Gracieuseté Gouvernement du Canada
Malgré des nouvelles spectaculaires sur le mercure que peut potentiellement dégager la fonte du pergélisol, des scientifiques assurent que les inquiétudes sont prématurées. En effet, les recherches ne font que commencer.
La récente nouvelle que des affluents de la Peel et du Mackenzie contiennent des niveaux records de mercure total et de méthylmercure à cause de la fonte du pergélisol a fait la manchette de plusieurs médias, même hors des Territoires du Nord-Ouest.
La haute teneur en mercure du pergélisol est établie. Mais à quel degré ?
Des chercheurs de l’Université du Colorado ont effectué des prélèvements dans le pergélisol en Alaska. À partir des résultats obtenus, ils ont déduit que le pergélisol de l’hémisphère nord contient environ 56 millions de litres de mercure, soit deux fois plus que dans tout le reste des sols, des océans et de l’atmosphère réunis. Cette étude a été publiée en février dans le Geophysical Research Letters.
Préliminaires
« C’est une première évaluation, souligne Steve Kokelj, un spécialiste ténois du pergélisol, qui a collaboré à l’étude de l’Université de l’Alberta sur les affluents de la Peel et du Mackenzie.
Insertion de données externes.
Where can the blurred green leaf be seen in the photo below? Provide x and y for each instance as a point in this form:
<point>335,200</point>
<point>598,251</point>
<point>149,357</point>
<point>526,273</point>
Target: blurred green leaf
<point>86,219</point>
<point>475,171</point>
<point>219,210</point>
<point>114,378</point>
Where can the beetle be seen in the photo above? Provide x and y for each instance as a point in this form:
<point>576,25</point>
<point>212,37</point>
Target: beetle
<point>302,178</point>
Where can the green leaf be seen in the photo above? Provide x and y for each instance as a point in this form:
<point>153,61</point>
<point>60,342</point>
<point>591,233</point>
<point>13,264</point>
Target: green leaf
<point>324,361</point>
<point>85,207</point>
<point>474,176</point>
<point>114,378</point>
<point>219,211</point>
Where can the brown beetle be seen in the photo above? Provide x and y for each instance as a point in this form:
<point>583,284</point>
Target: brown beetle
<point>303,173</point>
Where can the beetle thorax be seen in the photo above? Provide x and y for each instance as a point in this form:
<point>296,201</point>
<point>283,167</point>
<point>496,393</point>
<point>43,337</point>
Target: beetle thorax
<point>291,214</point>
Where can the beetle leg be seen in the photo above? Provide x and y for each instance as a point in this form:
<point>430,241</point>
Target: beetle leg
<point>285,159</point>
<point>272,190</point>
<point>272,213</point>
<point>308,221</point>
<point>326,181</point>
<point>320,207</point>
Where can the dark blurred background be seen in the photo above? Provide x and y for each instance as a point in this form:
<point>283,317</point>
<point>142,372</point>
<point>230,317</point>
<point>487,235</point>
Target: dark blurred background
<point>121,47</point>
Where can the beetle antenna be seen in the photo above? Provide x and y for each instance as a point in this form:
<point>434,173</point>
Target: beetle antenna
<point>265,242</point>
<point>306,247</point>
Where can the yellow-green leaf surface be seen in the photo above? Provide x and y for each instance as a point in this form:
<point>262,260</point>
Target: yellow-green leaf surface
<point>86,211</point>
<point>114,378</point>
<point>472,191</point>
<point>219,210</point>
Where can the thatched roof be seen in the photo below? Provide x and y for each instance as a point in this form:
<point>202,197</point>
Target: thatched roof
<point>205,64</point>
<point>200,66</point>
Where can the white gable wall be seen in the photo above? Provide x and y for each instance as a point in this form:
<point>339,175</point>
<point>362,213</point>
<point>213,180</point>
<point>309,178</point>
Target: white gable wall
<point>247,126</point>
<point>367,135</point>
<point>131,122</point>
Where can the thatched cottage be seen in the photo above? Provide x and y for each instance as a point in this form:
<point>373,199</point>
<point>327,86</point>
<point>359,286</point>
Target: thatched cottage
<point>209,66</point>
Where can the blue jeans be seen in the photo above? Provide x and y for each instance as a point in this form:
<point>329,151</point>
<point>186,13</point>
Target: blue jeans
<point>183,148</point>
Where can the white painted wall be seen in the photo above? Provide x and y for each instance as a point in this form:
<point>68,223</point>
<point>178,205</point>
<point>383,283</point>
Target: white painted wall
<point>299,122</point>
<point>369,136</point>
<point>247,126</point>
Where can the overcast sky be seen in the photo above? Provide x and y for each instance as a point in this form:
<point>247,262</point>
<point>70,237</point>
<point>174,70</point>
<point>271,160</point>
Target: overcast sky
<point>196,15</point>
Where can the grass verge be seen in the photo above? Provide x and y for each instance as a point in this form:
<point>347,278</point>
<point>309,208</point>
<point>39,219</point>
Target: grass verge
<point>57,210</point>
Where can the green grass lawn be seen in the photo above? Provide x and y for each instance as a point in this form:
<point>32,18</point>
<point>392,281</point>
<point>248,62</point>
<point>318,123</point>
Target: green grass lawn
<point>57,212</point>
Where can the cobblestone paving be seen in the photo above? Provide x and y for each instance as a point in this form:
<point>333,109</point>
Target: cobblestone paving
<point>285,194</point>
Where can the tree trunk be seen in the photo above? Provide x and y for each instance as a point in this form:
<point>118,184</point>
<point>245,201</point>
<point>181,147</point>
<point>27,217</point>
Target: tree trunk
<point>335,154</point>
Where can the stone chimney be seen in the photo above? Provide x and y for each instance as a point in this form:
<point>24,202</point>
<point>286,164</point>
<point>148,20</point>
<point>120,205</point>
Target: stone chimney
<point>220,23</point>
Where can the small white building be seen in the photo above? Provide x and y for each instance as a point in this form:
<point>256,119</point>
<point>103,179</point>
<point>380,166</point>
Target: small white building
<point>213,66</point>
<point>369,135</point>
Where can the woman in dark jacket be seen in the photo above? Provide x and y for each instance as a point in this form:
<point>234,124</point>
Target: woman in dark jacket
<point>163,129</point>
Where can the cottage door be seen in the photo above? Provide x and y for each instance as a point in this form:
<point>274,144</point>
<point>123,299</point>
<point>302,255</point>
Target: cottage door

Les chiffres seront raffinés avec le temps et on se rendra compte si la quantité de mercure a été surestimée ou sous-estimée. »
Le chercheur à l’emploi du gouvernement des Territoires du Nord-Ouest rappelle qu’il y a quelques décennies à peine, on ignorait même que le pergélisol allait fondre. À fortiori, on n’avait aucune idée de ce qu’il recelait.
« Des études comme ça, c’est de la nouvelle information, dit-il. Il y a dix ans, on ne pensait même pas à mesurer ça. »
Steve Kokelj souligne aussi qu’il ne faut pas projeter sur l’ensemble de l’Arctique les niveaux élevés de mercure mesurés lors de l’étude de l’Université de l’Alberta.
Les chercheurs, explique-t-il, ont travaillé sur le Plateau Peel parce que c’est un point chaud pour les changements de paysage. Ce plateau contient 40 mètres de glace datant de l’ère glaciaire, et ses pentes peuvent amener beaucoup de sédiments dans les ruisseaux.
« Ça ne va pas arriver dans la rivière Yellowknife », explique Steve Kokelj.
Développement
M. Kokelj est d’avis que la question du mercure dans le pergélisol deviendra un axe de recherche de plus en plus important dans les années à venir.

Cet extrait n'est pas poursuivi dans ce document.